La tarde del Lunes Santo de 2019 ardió Notre Dame”, dirán los libros de texto dentro de un siglo y de dos si es que entonces se siguen editando libros, historias y humanidades. El logotipo de ese incendio será la viñeta común de la portada de todos los diarios franceses del 16 de abril: las gárgolas del paradójico edificio eclesiástico del país más laico del continente viejo derramando aguas no por la verga del canalón sino por supuestos lacrimales. Al fondo, la tour Eiffel alumbrada por la puesta de un sol negro.
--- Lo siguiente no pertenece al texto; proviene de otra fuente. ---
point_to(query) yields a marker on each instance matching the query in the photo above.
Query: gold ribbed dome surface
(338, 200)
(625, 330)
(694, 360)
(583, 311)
A las gárgolas de la catedral de París les escocía el espinazo al atardecer de un Lunes Santo que los franceses no marcan en su calendario. Los parisinos ven pasar desde el tajo hileras de guiris con un móvil en cada mano para enterarse, de regreso a casa, de lo que han pisado, previa vomitona vía Facebook para conocimiento de los amigos. Hoy no es nadie quien no recibe 50 likes por foto en esa agencia de cien millones de empleados a coste cero que se marcó Zuckerberg, un marco de fotos mediático para cuadrar un viaje de estudios o de novios en París, la quema del Judas o la turra a un actor en la mesa de al lado en el Parador de Zamora.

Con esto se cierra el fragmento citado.